Júnior (Valmir) sempre foi assim, uma pessoa trabalhadora. Um menino de boa índole, nunca me deu trabalho nenhum. Estudou no Colégio Militar. Estudava, trabalhava [...], era assim, uma pessoa que se dedicava muito ao trabalho, gostava do que fazia, e estava se formando no curso de eletromecânica (Lícia, 51 anos).

Ainda nessa linha de defesa do ente querido e do repúdio do homicídio, nota-se, em algumas declarações proferidas pelos familiares, uma posição ambígua em relação à violência letal, especialmente, a perpetrada por policiais militares, justificando a sua posição e estabelecendo uma distinção “entre a violência ilegítima cometida contra “nós”, pessoas direitas [...] e trabalhadores honestos, da violência “legítima” que é praticada contra “eles”, os marginais” (PAES-MACHADO, NORONHA, 2008, p. 145).

Se o meu filho fosse uma pessoa errada, eu jamais ia mexer em nada. Por quê? Não, foi o destino dele. Porque foi uma pessoa errada. Mas desde quando meu filho não era uma pessoa errada, meu filho era um estudante, uma pessoa muito sincera, entendeu? Não se misturava com ninguém, não usava porcaria nenhuma, não se metia com ninguém drogado, nada disso (Elena, 40 anos).

Reside aqui uma questão de reciprocidade, ou de “violação da reciprocidade” (MOORE, 1987). Os familiares das vítimas em suas declarações estão querendo de alguma maneira recorrer ao “consenso prévio intersubjetivo” (MATTOS, 2006; HONNTH, 2009), no qual as pessoas esperam ser levadas em consideração pelas outras

no momento em que essas agem. Ao falarem sobre o ente querido tentam fazem referência ao modo de viver dos jovens, descritos como sendo incapazes de ações que não levassem os outros em consideração.
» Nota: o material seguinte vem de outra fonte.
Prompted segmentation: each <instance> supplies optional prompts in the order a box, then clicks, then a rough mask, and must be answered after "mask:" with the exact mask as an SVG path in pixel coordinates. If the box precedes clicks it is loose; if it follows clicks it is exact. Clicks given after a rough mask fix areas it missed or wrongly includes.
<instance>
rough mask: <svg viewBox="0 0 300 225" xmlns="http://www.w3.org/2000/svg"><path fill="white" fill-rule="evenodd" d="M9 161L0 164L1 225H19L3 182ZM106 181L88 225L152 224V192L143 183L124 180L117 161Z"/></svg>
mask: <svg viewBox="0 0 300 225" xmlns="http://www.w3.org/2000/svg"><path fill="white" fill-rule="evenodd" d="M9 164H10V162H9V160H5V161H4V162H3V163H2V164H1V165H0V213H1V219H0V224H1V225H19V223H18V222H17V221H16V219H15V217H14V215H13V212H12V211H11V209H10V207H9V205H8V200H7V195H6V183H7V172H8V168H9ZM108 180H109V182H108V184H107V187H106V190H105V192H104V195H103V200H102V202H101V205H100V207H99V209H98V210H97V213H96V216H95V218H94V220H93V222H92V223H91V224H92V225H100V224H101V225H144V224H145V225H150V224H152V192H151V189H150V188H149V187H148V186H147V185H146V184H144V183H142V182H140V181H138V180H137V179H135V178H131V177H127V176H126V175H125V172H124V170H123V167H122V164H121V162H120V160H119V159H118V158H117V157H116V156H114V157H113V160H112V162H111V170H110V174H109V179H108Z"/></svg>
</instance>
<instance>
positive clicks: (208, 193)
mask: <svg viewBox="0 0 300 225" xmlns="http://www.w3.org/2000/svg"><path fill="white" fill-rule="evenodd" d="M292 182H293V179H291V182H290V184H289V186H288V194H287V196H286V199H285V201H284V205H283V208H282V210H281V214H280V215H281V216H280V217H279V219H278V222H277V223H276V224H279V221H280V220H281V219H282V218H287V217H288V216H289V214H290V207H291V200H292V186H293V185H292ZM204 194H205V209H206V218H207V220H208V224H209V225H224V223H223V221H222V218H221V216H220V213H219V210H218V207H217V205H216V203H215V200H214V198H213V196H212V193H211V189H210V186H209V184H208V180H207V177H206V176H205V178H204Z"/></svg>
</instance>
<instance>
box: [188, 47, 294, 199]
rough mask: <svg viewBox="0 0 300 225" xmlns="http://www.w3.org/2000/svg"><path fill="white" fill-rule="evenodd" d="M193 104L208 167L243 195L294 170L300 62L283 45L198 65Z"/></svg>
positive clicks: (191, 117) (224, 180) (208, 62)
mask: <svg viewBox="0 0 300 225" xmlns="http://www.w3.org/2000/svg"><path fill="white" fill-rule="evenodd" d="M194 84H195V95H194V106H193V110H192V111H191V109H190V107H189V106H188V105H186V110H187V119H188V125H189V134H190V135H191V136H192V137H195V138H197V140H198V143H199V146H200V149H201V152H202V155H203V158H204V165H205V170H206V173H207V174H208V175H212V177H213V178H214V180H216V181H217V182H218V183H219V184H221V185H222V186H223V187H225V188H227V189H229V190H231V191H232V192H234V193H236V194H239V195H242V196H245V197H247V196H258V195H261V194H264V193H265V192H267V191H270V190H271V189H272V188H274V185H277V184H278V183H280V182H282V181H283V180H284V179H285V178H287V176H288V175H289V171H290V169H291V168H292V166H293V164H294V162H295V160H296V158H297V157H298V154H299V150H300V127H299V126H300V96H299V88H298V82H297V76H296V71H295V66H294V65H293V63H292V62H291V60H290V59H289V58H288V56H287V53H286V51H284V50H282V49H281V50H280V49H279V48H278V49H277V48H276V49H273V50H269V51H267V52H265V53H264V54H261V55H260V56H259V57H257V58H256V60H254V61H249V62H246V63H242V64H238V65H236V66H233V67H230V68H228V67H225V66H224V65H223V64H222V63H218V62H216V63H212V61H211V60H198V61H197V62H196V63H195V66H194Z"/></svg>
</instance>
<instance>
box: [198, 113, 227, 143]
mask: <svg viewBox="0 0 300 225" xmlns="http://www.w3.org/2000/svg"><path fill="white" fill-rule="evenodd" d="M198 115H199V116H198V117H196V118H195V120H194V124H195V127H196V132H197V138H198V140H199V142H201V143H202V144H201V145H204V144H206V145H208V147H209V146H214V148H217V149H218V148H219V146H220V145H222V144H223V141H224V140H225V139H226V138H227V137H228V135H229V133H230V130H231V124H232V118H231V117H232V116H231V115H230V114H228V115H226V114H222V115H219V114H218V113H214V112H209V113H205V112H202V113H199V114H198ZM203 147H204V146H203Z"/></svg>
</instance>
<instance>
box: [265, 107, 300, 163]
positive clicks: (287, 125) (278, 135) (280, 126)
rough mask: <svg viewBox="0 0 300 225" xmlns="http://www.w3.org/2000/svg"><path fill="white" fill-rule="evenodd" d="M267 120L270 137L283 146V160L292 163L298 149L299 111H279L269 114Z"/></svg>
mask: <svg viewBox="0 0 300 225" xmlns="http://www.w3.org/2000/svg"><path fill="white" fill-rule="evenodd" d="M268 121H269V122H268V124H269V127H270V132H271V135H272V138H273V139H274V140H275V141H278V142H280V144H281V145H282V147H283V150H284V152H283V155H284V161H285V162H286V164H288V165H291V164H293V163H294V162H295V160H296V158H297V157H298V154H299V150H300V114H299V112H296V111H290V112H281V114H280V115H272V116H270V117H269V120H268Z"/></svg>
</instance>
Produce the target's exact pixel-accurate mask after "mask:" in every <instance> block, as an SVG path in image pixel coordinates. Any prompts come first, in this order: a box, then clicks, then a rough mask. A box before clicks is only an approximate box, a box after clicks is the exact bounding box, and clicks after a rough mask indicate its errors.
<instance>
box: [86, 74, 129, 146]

E, com isso, tinham a mesma expectativa de respeito com relação às ações dos outros, que, porventura, viessem a ser dirigida a eles. Sobretudo, respeito sobre os seus corpos.

Os policiais militares ao atirarem nos jovens prescindindo de causas excludentes de ilicitude, não os consideraram dignos de respeito: “um menino de dezenove anos que trafegava no bairro subia e descia ninguém mexia com ele. Tinha rixa de rua no bairro, mas ele subia e descia, não tinha problema com nada” (Carlos, 44 anos). “Eles [os policiais] não o pararam para perguntar. A obrigação deles era abordar o meu filho” (Nalva, 40 anos).

Assim, os familiares dos jovens brutalmente assassinados sofrem uma violação do Eu no seu nível mais profundo: o Eu é “abatido” pela perda violenta, inexplicavelmente repentina e considerada injusta.

[...] se desloca as ideias, não regula [...] e as coisas sobrevém, ficam ali, ó! Todo dia a mesma coisa, aquele mesmo pensamento vai minando e te fere no íntimo, e você perde a razão. E todo ser humano perde a razão depois que perde o seu filho de forma tão brutal. Quando você perde uma pessoa, um ente querido, que é designada morte natural – tipo foi um ataque do coração –,você sente. Mas você acaba tendo o seu dia de luto conformado. Vai passar, passou. Mas quando é de forma brutal, você fica procurando a vida toda uma explicação para aquele assunto (Carlos, 44 anos).

De forma inexplicável, as mortes foram perpetradas pelos policiais militares. Isso trouxe um tipo de perda, que não permitiu aos familiares das vítimas uma vivência resignada do luto.